Supergrass: Rouen? Nope - autoroute to Coolville
We live in the world run by conglomerates for whose convenience and marketing reasons the global souk must be treated like a homogeneous entity. Changes within must be so subtle to be imperceptible so not to scare the customers: on mass cultural level it is the logic behind Hollywood’s remaking old movies, music dipping into nostalgia as the only source of inspiration… With majority addicted to the crap like Big [f**king deal!] Brother for the simple reason to laugh at the maggots without realising they are reflected in those sad and pathetic little exhibitionists who can‘t even pronounce decorum…
Kwuality is misspelt as often as the kultchur… Supergrass were a fun band at one point but it is tough being ‘juveniles’ churning out infantile ditties [not that’s anything wrong with it - if you act your shoe size!] and the Oxford quartet find themselves on a crossroads between [their] potential, creative ambition and market demands. ‘Road To Rouen’ is a mature-cum-sober offering that has more in common with The Kinks [occasionally the latter day Beatles] rather than the Supergrass of yore.
Gaz Coombes is a teenager no more and he embraces it with aplomb, vigour and curiosity and the result is a stunning album that certainly has little in common with the current guitar-based outfits in tight-trousers and skinny ties. The band’s advanced heaps and the evidence comes as soon as the opening track is located by laser: ‘Tales Of Endurance (Parts 4, 5 & 6)’ is like lowering yourself into a heated pool sited in Norwegian Wood.
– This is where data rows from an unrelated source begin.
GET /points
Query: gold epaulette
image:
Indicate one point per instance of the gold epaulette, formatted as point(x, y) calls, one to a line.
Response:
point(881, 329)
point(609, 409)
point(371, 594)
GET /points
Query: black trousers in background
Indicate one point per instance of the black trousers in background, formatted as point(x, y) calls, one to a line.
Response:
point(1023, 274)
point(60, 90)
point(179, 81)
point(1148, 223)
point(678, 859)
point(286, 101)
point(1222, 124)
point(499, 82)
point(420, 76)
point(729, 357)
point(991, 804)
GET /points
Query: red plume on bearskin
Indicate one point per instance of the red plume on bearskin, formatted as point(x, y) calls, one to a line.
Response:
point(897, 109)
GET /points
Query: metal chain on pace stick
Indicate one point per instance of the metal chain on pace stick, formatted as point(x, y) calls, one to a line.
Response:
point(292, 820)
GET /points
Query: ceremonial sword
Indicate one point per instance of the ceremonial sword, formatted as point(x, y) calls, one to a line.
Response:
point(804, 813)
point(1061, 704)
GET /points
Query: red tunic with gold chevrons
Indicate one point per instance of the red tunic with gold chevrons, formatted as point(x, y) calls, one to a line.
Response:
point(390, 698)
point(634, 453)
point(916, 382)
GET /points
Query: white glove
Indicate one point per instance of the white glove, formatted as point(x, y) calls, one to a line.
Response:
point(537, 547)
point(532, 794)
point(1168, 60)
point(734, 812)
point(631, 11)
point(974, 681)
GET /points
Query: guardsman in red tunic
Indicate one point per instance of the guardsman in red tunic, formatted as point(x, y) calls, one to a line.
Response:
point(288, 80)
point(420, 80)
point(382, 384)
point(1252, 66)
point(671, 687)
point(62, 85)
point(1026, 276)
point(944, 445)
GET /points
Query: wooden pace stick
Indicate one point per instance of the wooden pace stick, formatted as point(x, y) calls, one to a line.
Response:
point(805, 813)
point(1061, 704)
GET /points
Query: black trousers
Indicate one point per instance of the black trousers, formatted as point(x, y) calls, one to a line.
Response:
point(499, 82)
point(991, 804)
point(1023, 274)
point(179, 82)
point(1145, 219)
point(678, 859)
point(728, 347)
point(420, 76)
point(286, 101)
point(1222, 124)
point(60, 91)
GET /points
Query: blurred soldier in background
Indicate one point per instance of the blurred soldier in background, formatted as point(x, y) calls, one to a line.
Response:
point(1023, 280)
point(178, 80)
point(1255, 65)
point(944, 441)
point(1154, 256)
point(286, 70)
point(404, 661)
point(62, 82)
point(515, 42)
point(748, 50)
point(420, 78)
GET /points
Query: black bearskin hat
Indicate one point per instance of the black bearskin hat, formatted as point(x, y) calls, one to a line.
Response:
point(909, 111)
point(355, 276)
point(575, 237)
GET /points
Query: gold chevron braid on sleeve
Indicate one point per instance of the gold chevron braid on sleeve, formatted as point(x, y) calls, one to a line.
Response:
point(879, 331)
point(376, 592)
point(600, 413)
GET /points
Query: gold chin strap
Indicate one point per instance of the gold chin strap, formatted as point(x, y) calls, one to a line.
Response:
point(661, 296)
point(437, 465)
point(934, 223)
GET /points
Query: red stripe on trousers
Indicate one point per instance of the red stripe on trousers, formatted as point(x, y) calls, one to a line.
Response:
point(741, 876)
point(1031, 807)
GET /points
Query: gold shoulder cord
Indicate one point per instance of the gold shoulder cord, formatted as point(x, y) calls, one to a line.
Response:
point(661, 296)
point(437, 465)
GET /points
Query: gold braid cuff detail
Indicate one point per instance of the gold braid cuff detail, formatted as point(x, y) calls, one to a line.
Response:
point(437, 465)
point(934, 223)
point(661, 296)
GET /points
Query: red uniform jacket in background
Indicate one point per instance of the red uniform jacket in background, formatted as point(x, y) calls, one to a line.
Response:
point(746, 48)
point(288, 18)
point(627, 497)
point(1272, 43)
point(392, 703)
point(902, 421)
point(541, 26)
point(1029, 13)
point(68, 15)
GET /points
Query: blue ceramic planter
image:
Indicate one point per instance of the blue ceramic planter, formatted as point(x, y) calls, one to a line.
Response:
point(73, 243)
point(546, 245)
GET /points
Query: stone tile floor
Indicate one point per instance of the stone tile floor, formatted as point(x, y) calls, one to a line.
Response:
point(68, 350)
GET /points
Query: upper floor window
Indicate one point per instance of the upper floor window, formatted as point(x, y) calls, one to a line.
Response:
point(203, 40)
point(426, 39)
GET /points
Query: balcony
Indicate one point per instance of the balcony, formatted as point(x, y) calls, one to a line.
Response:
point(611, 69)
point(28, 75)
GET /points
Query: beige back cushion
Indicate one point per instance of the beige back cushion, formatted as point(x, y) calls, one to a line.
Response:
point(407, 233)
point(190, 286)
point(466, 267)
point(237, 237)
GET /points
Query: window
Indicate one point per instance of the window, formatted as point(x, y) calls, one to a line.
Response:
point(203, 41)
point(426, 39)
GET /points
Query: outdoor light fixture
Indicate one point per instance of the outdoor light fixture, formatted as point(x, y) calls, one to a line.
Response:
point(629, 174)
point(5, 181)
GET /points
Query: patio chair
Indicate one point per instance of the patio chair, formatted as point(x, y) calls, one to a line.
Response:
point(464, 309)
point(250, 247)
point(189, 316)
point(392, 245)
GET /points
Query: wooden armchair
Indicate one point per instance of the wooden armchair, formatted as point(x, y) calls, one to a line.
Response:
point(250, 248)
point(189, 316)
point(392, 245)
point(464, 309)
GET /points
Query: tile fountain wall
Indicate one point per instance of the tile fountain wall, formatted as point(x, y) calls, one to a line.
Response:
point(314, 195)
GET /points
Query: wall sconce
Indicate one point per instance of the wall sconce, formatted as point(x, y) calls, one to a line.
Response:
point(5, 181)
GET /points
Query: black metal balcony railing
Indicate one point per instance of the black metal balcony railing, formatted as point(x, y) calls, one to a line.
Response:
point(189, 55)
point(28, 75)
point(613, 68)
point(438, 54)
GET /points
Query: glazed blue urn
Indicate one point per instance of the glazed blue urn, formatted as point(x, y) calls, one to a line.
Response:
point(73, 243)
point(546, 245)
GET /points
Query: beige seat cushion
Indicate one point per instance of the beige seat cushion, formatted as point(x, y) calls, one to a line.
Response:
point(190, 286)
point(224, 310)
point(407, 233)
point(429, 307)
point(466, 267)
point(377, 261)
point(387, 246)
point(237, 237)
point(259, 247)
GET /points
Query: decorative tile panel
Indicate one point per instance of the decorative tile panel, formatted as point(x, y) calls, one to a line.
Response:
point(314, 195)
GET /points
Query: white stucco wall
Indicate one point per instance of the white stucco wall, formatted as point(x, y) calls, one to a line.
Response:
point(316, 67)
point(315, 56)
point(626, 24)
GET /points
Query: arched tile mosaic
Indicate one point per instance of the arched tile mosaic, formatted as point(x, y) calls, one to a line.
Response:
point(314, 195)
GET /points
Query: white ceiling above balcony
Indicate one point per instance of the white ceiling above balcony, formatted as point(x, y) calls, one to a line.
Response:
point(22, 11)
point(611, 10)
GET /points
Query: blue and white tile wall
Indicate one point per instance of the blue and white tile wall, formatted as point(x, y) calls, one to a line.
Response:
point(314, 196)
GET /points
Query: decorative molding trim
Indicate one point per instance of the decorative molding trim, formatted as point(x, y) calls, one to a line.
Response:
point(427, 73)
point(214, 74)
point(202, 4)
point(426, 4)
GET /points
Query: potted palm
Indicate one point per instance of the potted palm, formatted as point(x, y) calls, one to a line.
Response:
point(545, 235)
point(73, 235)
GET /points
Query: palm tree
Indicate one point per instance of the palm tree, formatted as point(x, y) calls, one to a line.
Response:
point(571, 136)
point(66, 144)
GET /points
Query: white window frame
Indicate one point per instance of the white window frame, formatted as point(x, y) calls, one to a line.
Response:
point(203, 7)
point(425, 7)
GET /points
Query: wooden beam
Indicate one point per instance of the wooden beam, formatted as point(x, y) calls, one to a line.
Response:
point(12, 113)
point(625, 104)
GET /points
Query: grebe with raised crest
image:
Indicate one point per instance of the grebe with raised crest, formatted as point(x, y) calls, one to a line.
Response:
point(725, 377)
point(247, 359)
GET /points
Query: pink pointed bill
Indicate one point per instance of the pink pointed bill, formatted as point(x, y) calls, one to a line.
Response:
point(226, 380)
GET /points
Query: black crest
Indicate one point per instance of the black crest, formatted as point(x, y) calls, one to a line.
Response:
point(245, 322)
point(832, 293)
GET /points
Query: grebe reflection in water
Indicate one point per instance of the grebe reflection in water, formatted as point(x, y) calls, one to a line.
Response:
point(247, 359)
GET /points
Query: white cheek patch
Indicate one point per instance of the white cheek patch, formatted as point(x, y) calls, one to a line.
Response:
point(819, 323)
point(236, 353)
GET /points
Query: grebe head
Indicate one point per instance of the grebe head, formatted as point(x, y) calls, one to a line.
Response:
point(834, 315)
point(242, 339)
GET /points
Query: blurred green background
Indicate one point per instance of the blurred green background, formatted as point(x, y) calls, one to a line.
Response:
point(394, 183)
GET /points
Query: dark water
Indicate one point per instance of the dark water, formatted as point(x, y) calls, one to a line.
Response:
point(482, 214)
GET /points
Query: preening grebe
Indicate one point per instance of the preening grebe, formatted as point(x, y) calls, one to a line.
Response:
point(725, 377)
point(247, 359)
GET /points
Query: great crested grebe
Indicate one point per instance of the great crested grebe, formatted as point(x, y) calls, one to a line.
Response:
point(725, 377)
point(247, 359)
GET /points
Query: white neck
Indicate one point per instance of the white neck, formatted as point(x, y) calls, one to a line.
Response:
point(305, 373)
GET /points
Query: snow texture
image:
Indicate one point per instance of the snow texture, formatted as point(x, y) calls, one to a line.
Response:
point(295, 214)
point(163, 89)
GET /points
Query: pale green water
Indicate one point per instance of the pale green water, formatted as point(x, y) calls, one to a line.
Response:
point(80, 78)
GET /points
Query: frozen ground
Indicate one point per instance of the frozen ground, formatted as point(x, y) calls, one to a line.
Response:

‘Sad Girl’ makes you think of John Lennon, ‘Roxy’ is laden with strings and ending in a sonic ‘chaos’ your brain [or whatever is left of after all the binge-drinking/drugging/hyping] will struggle to reconcile this with a band that stood for frivolous, humorous, fun… Curious rhythms permeate ‘Coffee In The Pot’, that is actually an instrumental with some Ruskie-like ‘chorus’ and it is a loveable break before the titular tracks kicks in a sort of Thin Lizzy-esque mould without any actual plagiarising. It is also a funky mutha [a nod to Sly & The Family Stone, perhaps] with an interesting break although it sustains the newly-found - restraint.
Whereas once exuberance and youthful ‘Grass fuelled reality were their tonal currency, it’s become more thoughtful… Alas, the track feels too short at under 4 minutes and I could have done with twice as much. ‘Kick In The Teeth’, despite its yobbish nomenclature, is delivered with sonic moderation, again. ‘Low C’ is piano-led swooning song and ‘Fin’ is an exquisite track that brings proceedings to an ethereal end with its peculiar combination of West-Coast and psychedelic-folk of the Led Zepp vintage.
A decade on from [re]inventing buzzsaw pop, the band’s fifth album is intriguing, adventurous, distinctive, defiant, exigent… It balances acoustic and energetic-cum-sophisticated material more importantly and succinctly than Foo Fighters on their recent double offering ‘In Your Honour’. Erm, so concisely that all nine tracks offer the aural journey of only over 35 minutes!?
‘Road To Rouen’ is a brilliantly brave album at the time when blandness, dumbness and rip-off school are harvesting the fields of fame; the only possible flow could be its title in the world with no sense of humour-but-crass: a lot will find it pretentious but - the album was recorded in Normandy after all - we think it is just quirky, clever, playful, an ace pun. The enormous question is whether there is enough public who still can appreciate such qualities… [We bloody hope so for their as well as our benefit.]